42 yıldır gazetecilik uğraşımı hep aynı çizgide olan gazetelerde sürdürdüm. Bana aykırı durumları gördüğümde bıraktım o gazeteleri. Hiçbiri için ısmarlama yazı yazmadım. Ama öyle bir döneme girdik ki; aile bireylerimin muhalefetine karşın ısrarla devam ettim. Edeceğim de. Bu şu anlama geliyor: İnanmadığım işe baş koymam, koyduğum her işin arkasında durdum. Buna doğrucu davutluk deyin isterseniz. Ne var ki, işlevimi sürdürmek pahasına ödünsüz bir tavır sergilemek için oto sansür de uygulamak zorundayım. Bu amaçla söz sırası bende demek istiyorum.

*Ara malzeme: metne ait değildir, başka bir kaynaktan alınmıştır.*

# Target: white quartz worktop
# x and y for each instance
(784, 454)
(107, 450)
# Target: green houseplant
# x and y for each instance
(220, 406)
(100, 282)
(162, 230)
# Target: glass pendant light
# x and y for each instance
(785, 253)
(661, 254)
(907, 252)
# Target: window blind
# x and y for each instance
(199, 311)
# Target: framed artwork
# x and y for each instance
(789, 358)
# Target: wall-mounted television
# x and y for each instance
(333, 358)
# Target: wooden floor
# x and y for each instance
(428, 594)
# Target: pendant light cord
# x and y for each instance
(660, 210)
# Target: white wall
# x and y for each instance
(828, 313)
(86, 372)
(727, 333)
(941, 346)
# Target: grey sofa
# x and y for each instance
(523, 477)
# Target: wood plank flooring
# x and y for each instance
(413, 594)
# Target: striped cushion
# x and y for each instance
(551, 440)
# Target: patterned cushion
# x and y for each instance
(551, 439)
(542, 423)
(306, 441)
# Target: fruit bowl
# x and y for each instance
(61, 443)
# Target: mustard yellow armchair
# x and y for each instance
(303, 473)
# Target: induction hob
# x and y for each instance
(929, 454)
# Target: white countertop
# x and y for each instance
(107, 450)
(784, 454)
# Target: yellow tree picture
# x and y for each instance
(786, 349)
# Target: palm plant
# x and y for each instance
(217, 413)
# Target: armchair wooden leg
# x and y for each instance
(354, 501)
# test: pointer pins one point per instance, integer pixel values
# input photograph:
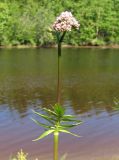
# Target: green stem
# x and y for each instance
(59, 81)
(59, 48)
(56, 139)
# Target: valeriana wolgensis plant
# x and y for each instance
(56, 121)
(64, 23)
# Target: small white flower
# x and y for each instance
(65, 22)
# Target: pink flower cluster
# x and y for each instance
(65, 22)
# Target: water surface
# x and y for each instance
(90, 82)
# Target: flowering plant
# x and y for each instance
(64, 23)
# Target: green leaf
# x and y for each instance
(65, 131)
(46, 133)
(41, 124)
(49, 119)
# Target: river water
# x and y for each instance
(90, 84)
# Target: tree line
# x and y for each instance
(28, 22)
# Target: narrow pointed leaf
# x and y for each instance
(65, 131)
(46, 133)
(71, 120)
(41, 124)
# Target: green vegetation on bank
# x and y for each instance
(27, 22)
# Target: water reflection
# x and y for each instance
(90, 78)
(90, 81)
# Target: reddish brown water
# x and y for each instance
(90, 81)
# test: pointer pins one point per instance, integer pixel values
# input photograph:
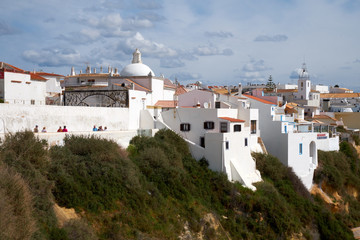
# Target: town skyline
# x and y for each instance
(216, 43)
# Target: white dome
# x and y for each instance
(136, 69)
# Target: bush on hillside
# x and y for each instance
(16, 211)
(92, 174)
(28, 156)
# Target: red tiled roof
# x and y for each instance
(168, 83)
(129, 80)
(323, 117)
(232, 119)
(48, 74)
(36, 77)
(7, 66)
(166, 103)
(259, 99)
(180, 90)
(286, 90)
(339, 95)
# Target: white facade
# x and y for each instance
(225, 146)
(20, 88)
(296, 144)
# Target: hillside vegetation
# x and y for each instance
(155, 190)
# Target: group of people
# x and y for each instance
(62, 129)
(36, 129)
(100, 128)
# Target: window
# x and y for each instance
(209, 125)
(237, 128)
(253, 126)
(223, 127)
(185, 127)
(217, 104)
(202, 142)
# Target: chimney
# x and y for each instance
(72, 71)
(239, 90)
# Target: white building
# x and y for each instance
(18, 86)
(219, 136)
(135, 76)
(292, 139)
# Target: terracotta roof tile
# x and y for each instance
(36, 77)
(180, 90)
(339, 95)
(259, 99)
(232, 119)
(166, 103)
(286, 90)
(48, 74)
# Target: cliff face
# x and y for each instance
(156, 190)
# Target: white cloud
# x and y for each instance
(53, 57)
(150, 48)
(255, 66)
(6, 29)
(268, 38)
(186, 76)
(219, 34)
(171, 63)
(211, 50)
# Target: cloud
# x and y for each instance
(53, 57)
(220, 34)
(83, 37)
(253, 71)
(5, 29)
(267, 38)
(151, 16)
(211, 51)
(149, 4)
(150, 48)
(255, 66)
(49, 20)
(171, 63)
(186, 76)
(113, 25)
(295, 73)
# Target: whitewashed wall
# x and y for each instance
(25, 90)
(18, 117)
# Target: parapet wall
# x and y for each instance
(19, 117)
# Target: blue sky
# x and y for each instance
(216, 42)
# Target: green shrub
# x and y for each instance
(92, 174)
(16, 212)
(28, 156)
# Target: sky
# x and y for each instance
(216, 42)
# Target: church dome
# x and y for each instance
(136, 68)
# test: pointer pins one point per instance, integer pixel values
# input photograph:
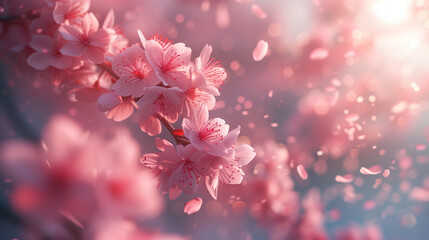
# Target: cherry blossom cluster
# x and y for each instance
(83, 184)
(157, 77)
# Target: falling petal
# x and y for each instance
(319, 54)
(258, 11)
(193, 205)
(205, 5)
(399, 107)
(222, 16)
(386, 173)
(302, 172)
(344, 179)
(260, 51)
(374, 170)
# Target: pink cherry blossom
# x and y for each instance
(116, 107)
(227, 169)
(260, 50)
(134, 72)
(212, 71)
(169, 61)
(165, 102)
(85, 39)
(193, 206)
(205, 134)
(176, 168)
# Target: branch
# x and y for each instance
(176, 133)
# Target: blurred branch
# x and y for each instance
(176, 133)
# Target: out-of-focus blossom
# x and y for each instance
(85, 39)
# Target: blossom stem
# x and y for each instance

Sansür, her zaman vardı. Her zaman da var olacaktır. Ne var ki, en kötü sansür yazarın kendini sansürlemesidir.

***

Biz Türkler, olağanüstü bir mizah ve yaratıcı akla sahip olduğumuz halde; neden yönetimler-yöneticiler basiretsizlik ve atalet içindedir diye sormaktan alamam kendimi. Kuşku yok ki, gazeteci 'ortak akıl sahibi'dir. Haberi koklar, habere gitmez. Sağduyusu ile kamuoyunun doğru haber alma/bilgi edinmesine aracılık eder. Bunun için de, ilkeli ve ahlaklı olmak durumundadır. Böylelerinin düşmanı da çok olur. İşte hapiste olanlar böyle gazetecilerdir. İktidar yetkilileri, her ne kadar onlar başka suçlardan tutuklu deseler de bu havada kalır. Sonuçta olayın kötü yanı, gazeteciliği meslek edinmede kuşku yaratan, caydıran bir ortam yaratılmış olmasıdır.

***

Ben doğduğumda Atatürk öleli 1 yıl olmuş. O günden bugüne katıksız Atatürkçüyüm. Çünkü ülkemi, memleketimi, insanımı yürekten seviyorum. Buna karşın hiç vefa da görmüş değilim. Sevgim gibi uğraşım da hep karşılıksızdı. Çünkü bir bedel karşılığı bunu yapmadım, yazmanın büyüsünü ve özgür kalemimi asla feda etmeyeceğimi bile bile uğraştım.

***

Memleketimin her şeyiyle ilgiliydim. Kulaklarım anten gibiydi. Gözü yumuk hiç gezmedim. Yaşadığım yerlerin siyasetinde, ticaretinde, kültüründe, sosyal yaşamında pek çok imzam var. Hiçbiriyle övünmedim bugüne kadar. Hatır için eleştirmedim kimseyi. Kalemimi asla kötüye kullanmadım. İşime, mesleğin etiğine ilkeli ve saygılı oldum her zaman. Bundan dolayı da kıvanç duyuyorum. Kimseyle sorunum yok. Paylaşımcı, öğretici, uzlaşmacı, hoşgörülü bir yapım ve tavrım var. Kıskançlık benim semtimde yoktur. Ne ki, bunca yıllık uğraşımda hiçbir şeyi sorun etmedim. Bilinçli bir yurttaş olmanın gereklerini ve sorumluluğunu, toplumcu -gerçekçi felsefemi özgürce yerine getirdim; getireceğim de.

***

Ülkemiz hiçbir ülkenin altından kalkamayacağı kadar ağır bir felaket yaşadı. Hala bugün bile dünya yardım yarışına koşarken ilk üç günde yitirdiğimiz zaman kaybı için kimsenin mazereti olmamalıydı. Bunu da başardık. Arif olanlar beni anlar. Arif olmayanlara ise zaten sözüm yok. Kimsenin bana aferin demesi için de yazmıyorum bunları. Necatigil öğretmenim şöyle diyordu: 'Ardımdan dökülen su, ne'm kalır dünyada.'

***

Bu felakette yitirdiğimiz canlara rahmet, yaralılara sağlık ve şifa diliyorum. Bir türküyü hatırlıyorum: 'Şafak söktü yine Sunam uyanmaz/ Hasret çeken gönül derde dayanmaz' ve 'Mapushane çeşmesi yandan akıyor yandan/ Ben verem oldum yar yoluna.'

Bizim yarimiz ise huzur dolu bir Türkiye'dir.